You are given an array of integers stones where stones[i] is the weight of the ith stone.

We are playing a game with the stones. On each turn, we choose the heaviest two stones and smash them together. Suppose the heaviest two stones have weights x and y with x <= y. The result of this smash is:

  • If x == y, both stones are destroyed, and
  • If x != y, the stone of weight x is destroyed, and the stone of weight y has new weight y - x.

At the end of the game, there is at most one stone left.

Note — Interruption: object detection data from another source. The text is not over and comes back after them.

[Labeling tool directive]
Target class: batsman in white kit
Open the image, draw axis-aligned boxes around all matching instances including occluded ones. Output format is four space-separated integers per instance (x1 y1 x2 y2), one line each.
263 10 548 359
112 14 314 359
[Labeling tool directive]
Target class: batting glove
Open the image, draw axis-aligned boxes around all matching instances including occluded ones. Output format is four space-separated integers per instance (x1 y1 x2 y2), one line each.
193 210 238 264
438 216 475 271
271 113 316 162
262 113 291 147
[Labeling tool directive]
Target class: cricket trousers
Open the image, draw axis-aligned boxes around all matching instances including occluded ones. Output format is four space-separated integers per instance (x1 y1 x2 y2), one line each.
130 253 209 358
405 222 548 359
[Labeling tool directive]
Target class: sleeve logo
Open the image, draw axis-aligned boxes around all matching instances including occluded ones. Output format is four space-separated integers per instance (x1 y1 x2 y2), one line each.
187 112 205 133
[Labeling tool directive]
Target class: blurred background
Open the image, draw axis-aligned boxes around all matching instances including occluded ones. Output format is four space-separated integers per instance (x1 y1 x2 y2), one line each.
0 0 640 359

Return the weight of the last remaining stone. If there are no stones left, return 0.

 

Example 1:

Input: stones = [2,7,4,1,8,1]
Output: 1
Explanation: 
We combine 7 and 8 to get 1 so the array converts to [2,4,1,1,1] then,
we combine 2 and 4 to get 2 so the array converts to [2,1,1,1] then,
we combine 2 and 1 to get 1 so the array converts to [1,1,1] then,
we combine 1 and 1 to get 0 so the array converts to [1] then that's the value of the last stone.

Example 2:

Input: stones = [1]
Output: 1

 

Constraints:

  • 1 <= stones.length <= 30
  • 1 <= stones[i] <= 1000

Code

				
					 public int lastStoneWeight(int[] stones) {
        PriorityQueue<Integer> minHeap = new PriorityQueue<>();
        for (int s : stones) {
            minHeap.offer(-s);
        }

        while (minHeap.size() > 1) {
            int first = minHeap.poll();
            int second = minHeap.poll();
            if (second > first) {
                minHeap.offer(first - second);
            }
        }

        minHeap.offer(0);
        return Math.abs(minHeap.peek());
    }
				
			

Convert All Weights to Negative:

 

				
					for (int s : stones) {
    minHeap.offer(-s);
}

				
			
  • We iterate over each stone in the array stones and insert its negative value into the minHeap. By storing negative weights, the min-heap will effectively behave like a max-heap, because the smallest value in a min-heap will correspond to the largest (positive) stone weight.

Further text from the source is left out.